Publicada em: 27/04/2021 13:26:07


A etapa da Liga Mundial de Surf (WSL) em Narrabeen, Austrália teve grandes destaques brasileiros, mas não só isso, ela também ficou marcada por uma polêmica envolvendo Ítalo Ferreira. No caso, o surfista recebeu a nota 1.77 dos juízes por terem considerado que ele não completou o aéreo, desconsiderando-o. Esse fato não apenas frustrou o atleta, mas a todos os brasileiros que consideraram a nota injusta. Para muitos inclusive, essa foi a forma de parar o Brazilian Storm. Será?

 

Além desta polêmica, em momentos passados da história da WSL ocorreram outras discordâncias entre as avaliações dos juízes e a opinião do público, e o nosso post de hoje é todo dedicado a relembrá-los. Vamos ver as últimas polêmicas envolvendo a WSL e grandes surfistas. 

 

2016: Medina x WSL

Brigando pelo bicampeonato, Medina estava em confronto direto com o americano Tanner Gudauskas. O brasileiro precisava de 8.34 para passar para a próxima fase, porém ganhou 8.30. A nota baixa o frustrou, que ao ver que sua bateria acabou, se sentou sobre a prancha e bateu palmas para os juízes, ironizando-os. 

 

Ainda nessa etapa, outros surfistas já tinham expressado seu descontentamento com os juízes da WSL, um dia antes do acontecimento com Medina. Um deles foi Matt Wilskinson e Julian Wilson, que assim como o brasileiro, participaram de baterias acirradas, mas perderam na úitima tentativa. O último a se pronunciar com essa situação foi o francês Jeremy Flores. Na época, o surfista destacou que discorda da WSL há anos, sempre expõe suas injustiças e que cansou de receber multas pela sua conduta considerada inadequada. 

 

2019: De novo, Medina x WSL

No ano em questão, Gabriel perdeu para Caio Ibelli por ter cometido interferência, segundo a WSL. Logo após o evento Medina postou sua versão do ocorrido no Instagram pedindo revisão de bateria. Após reavaliação, a posição se manteve, deixando o bicampeão de fora da competição. 

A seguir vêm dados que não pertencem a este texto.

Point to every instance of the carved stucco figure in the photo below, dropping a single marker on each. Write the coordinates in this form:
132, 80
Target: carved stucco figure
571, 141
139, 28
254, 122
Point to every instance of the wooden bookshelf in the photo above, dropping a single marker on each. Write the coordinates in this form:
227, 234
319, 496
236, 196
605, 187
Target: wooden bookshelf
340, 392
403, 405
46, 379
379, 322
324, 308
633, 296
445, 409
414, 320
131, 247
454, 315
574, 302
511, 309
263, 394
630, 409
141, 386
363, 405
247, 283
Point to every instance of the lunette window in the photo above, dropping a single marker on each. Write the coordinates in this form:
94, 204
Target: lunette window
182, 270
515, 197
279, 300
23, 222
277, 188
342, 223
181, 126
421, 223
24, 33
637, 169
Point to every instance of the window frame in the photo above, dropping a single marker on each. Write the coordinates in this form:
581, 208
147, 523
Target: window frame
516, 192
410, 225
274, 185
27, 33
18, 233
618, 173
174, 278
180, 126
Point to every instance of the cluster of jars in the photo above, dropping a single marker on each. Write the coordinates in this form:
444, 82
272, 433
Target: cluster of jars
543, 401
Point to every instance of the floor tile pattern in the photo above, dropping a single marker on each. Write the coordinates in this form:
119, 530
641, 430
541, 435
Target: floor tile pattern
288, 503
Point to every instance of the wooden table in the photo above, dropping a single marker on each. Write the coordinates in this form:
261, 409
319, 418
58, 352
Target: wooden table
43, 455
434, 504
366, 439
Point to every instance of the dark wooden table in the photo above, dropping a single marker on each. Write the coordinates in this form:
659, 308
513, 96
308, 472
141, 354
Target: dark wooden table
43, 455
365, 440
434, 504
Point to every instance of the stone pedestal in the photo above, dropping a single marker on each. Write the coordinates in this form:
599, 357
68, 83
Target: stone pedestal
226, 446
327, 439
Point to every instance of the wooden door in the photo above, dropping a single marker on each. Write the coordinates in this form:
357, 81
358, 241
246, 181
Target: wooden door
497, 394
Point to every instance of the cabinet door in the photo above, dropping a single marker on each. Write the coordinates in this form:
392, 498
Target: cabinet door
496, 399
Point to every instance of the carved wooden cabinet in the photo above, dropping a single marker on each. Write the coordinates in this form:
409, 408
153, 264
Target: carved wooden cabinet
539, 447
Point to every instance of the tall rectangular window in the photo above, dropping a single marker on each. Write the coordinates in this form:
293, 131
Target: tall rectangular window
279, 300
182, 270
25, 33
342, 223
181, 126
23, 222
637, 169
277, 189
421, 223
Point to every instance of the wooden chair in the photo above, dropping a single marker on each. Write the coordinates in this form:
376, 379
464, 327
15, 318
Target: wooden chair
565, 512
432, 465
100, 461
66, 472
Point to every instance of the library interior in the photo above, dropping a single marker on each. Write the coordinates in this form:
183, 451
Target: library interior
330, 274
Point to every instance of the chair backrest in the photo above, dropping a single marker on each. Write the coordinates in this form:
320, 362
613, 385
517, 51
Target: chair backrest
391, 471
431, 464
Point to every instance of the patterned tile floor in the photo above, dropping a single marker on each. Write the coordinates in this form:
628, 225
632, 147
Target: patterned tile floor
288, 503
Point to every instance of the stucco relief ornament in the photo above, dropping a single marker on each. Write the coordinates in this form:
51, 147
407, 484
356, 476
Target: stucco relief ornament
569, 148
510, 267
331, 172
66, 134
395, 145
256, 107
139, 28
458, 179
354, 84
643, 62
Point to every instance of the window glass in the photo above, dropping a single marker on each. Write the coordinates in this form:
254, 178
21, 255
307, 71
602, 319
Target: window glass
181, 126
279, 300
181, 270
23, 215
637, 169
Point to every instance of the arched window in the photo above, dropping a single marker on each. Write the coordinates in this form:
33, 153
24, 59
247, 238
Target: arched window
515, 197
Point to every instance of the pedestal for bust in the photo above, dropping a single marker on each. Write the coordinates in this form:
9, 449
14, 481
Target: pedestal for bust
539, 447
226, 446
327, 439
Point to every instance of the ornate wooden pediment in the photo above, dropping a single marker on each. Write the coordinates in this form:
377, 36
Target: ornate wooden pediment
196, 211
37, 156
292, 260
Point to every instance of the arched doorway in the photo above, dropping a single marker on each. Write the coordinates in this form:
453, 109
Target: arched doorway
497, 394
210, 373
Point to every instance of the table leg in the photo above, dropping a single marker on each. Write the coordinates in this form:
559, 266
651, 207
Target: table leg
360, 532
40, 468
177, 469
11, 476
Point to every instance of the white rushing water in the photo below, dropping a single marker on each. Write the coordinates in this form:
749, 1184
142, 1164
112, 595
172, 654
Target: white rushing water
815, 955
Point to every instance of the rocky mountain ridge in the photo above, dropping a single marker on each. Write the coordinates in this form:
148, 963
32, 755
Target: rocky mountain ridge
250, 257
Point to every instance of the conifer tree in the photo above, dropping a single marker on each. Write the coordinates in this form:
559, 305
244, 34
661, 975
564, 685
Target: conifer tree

Após o ocorrido, a instituição mudou sua regra a partir de 2020 para que situações como essas não ocorram novamente. No caso das novas regras, os juízes ganharam espaço para poder desqualificar um surfista caso entendam que a interferência foi intencional. Além disso, quando o atleta cometer interferência de prioridade, a segunda melhor onda é cortada, contando como zero. Já se o ato ocorrer nos últimos 5 minutos da bateria, a melhor onda será cortada e se os juízes considerarem que foi intencional, o mesmo pode ser desqualificado. 

 

Nem sempre haverá total concordância entre o que ocorreu e como os juízes interpretaram, mas dá para ter certeza de que ainda há espaço para evoluir e fazer da WSL uma competição melhor. De resto, desejamos ainda mais sucesso para o Brazilian Storm!